Last year we produced a report looking at the digital properties of 50 financial services companies in the UK. We looked at banks, asset managers, insurers, building societies and importantly the new kids on the block, the online only finance companies. We assumed ahead of conducting the research that it would be these online operators who would be most progressive and aggressive in their online efforts, and so it transpired.
The ‘newbies’ seemed to have a greater understanding of the online space, how it can all be fitted together strategically to drive awareness and ultimately, sales and conversions. In short the question posed by the title of the report, ‘Integration or isolation?’ was broadly answered by our findings in as much as the traditional retail finance firms operated in isolation with little integration between digital channels and seemingly little cohesion across internal teams and their digital objectives. By contrast the purely online providers had an integrated approach, which was clearly strategically aligned across integrated channels.

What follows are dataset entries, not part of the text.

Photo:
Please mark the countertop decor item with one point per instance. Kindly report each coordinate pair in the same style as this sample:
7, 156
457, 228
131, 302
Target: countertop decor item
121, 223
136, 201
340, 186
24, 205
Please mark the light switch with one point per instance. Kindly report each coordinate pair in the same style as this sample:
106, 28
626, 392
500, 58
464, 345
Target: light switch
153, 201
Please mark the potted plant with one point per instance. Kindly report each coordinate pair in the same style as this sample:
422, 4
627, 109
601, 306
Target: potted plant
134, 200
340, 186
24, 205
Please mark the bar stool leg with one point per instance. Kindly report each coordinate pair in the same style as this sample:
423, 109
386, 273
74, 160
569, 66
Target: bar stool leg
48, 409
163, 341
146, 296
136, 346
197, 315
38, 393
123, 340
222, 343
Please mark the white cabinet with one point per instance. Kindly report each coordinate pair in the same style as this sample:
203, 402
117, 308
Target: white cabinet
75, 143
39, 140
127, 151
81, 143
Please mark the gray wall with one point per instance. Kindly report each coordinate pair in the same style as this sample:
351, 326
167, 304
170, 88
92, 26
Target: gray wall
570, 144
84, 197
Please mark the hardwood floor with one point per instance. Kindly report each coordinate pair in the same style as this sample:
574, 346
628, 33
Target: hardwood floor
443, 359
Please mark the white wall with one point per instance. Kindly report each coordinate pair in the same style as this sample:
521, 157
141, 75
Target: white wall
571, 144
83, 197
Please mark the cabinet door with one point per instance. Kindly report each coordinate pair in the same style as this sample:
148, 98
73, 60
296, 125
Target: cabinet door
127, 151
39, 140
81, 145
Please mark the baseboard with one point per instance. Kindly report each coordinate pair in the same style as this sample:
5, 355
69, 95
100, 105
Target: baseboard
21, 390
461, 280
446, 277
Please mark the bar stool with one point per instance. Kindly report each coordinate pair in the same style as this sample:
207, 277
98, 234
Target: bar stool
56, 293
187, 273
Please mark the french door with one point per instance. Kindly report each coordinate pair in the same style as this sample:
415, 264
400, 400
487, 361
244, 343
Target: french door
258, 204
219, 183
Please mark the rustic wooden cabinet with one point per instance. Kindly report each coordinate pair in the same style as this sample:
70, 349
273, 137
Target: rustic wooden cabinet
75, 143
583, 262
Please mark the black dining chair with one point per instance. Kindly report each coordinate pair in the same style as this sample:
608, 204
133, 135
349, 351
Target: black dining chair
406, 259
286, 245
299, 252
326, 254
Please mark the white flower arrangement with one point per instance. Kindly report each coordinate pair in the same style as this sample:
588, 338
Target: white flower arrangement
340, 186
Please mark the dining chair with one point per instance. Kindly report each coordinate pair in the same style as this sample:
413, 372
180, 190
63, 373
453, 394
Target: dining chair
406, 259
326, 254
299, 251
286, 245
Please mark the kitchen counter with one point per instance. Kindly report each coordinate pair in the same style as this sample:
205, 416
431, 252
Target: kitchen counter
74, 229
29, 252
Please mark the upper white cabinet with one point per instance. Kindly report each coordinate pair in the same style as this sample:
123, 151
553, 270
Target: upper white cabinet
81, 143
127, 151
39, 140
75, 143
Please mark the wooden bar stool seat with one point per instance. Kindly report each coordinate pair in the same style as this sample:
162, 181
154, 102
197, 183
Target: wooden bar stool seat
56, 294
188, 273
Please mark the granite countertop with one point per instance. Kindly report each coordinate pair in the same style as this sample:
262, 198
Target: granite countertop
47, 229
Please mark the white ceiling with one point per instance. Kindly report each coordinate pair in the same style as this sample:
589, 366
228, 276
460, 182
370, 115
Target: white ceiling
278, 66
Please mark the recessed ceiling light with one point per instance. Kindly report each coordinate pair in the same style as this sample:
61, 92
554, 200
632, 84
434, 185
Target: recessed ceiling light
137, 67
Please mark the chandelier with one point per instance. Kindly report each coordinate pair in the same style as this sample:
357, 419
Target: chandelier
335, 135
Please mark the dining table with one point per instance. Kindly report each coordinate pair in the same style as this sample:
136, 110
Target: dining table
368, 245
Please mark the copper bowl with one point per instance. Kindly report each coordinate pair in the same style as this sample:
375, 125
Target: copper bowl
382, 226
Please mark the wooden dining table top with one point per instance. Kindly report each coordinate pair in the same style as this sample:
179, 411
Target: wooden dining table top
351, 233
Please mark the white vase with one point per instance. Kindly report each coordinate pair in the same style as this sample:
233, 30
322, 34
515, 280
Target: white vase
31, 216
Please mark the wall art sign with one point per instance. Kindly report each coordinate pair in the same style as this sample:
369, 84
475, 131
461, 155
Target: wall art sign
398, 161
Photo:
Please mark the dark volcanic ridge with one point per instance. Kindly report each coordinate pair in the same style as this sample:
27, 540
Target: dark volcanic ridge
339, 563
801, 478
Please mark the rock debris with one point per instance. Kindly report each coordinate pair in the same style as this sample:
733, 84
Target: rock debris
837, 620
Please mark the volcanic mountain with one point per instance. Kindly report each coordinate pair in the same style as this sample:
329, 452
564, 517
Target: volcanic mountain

It comes as no surprise therefore that a research report by digital agency Stickyeyes, which looks at the online visibility of the top 50 consumer finance brands revealed last week that the traditional brands are losing out to their newer rivals. In search results it would appear that the only way that traditional brands can compete is through PPC, since they are being blown away in natural search results by the more savvy and strategic brands such as MoneySupermarket, which featured in the top ten for all the markets analysed. In fact price comparison sites dominated both search marketing and social media presence analyses.
The Stickyeyes report seems to confirm that little has changed in the last year or so, since our report and financial brands are still struggling to reconcile their online strategies, the purpose and focus of their various channels and the teams that run them.